Amazon Shield Advanced subscription includes the following capabilities and options. These supplement the DDoS detection and mitigation capabilities that you already receive with Amazon.

  • Amazon WAF integration – Shield Advanced uses Amazon WAF web ACLs, rules, and rule groups as part of its application layer protections. For more information about Amazon WAF, see How Amazon WAF works.


    Your Shield Advanced subscription covers the costs of using standard Amazon WAF capabilities for resources that you protect with Shield Advanced. The standard Amazon WAF fees that are covered by your Shield Advanced protections are the cost per web ACL, the cost per rule, and the base price per million requests for web request inspection, up to 1,500 WCUs and up to the default body size.

    Enabling Shield Advanced automatic application layer DDoS mitigation adds a rule group to your web ACL that uses 150 web ACL capacity units (WCUs). These WCUs count against the WCU usage in your web ACL. For more information, see Shield Advanced automatic application layer DDoS mitigation, The Shield Advanced rule group, and Amazon WAF web ACL capacity units (WCUs).

    Your subscription to Shield Advanced does not cover the use of Amazon WAF for resources that you do not protect using Shield Advanced. It also does not cover any additional non-standard Amazon WAF costs for protected resources. Examples of non-standard Amazon WAF costs are those for Bot Control, for the CAPTCHA rule action, for web ACLs that use more than 1,500 WCUs, and for inspecting the request body beyond the default body size.

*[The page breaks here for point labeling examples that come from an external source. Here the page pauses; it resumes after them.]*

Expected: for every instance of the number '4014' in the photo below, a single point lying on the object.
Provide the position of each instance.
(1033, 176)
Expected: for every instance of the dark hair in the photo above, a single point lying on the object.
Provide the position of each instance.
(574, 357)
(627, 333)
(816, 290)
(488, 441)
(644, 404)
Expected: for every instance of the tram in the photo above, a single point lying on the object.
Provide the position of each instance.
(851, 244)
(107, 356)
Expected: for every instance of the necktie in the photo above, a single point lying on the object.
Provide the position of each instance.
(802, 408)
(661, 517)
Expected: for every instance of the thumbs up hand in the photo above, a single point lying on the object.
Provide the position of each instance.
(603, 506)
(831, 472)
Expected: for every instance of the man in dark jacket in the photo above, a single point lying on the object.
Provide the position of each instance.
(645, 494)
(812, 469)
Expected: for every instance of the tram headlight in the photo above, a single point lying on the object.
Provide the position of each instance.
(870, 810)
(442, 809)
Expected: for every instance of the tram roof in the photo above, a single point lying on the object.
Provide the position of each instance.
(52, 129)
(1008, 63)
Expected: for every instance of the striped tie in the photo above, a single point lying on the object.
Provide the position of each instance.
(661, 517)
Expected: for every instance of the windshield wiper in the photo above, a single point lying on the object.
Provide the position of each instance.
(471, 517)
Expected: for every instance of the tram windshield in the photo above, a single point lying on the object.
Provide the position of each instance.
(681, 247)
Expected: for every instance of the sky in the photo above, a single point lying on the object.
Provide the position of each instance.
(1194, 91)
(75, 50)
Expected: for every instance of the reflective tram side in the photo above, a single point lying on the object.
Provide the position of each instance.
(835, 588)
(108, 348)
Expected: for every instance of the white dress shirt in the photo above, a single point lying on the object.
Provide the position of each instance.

The full list is provided on the Amazon WAF pricing page.

    For full information and pricing examples, see Shield Pricing and Amazon WAF Pricing.

  • Automatic application layer DDoS mitigation – You can configure Shield Advanced to respond automatically to mitigate application layer (layer 7) attacks against your protected resources. With automatic mitigation, Shield Advanced enforces Amazon WAF rate limiting on requests from known DDoS sources, and it automatically adds and manages custom Amazon WAF protections in response to detected DDoS attacks. You can configure automatic mitigation to count or block the web requests that are part of an attack.

    For more information, see Shield Advanced automatic application layer DDoS mitigation.

  • Health-based detection – You can use Amazon Route 53 health checks with Shield Advanced to inform event detection and mitigation. Health checks monitor your application according to your specifications, reporting healthy when your specifications are met and unhealthy when they aren't. Using health checks with Shield Advanced helps prevent false positives and provides faster detection and mitigation when a protected resource is unhealthy. You can use health-based detection for any resource type except Route 53 hosted zones. Shield Advanced proactive engagement is available only for resources that have health-based detection enabled.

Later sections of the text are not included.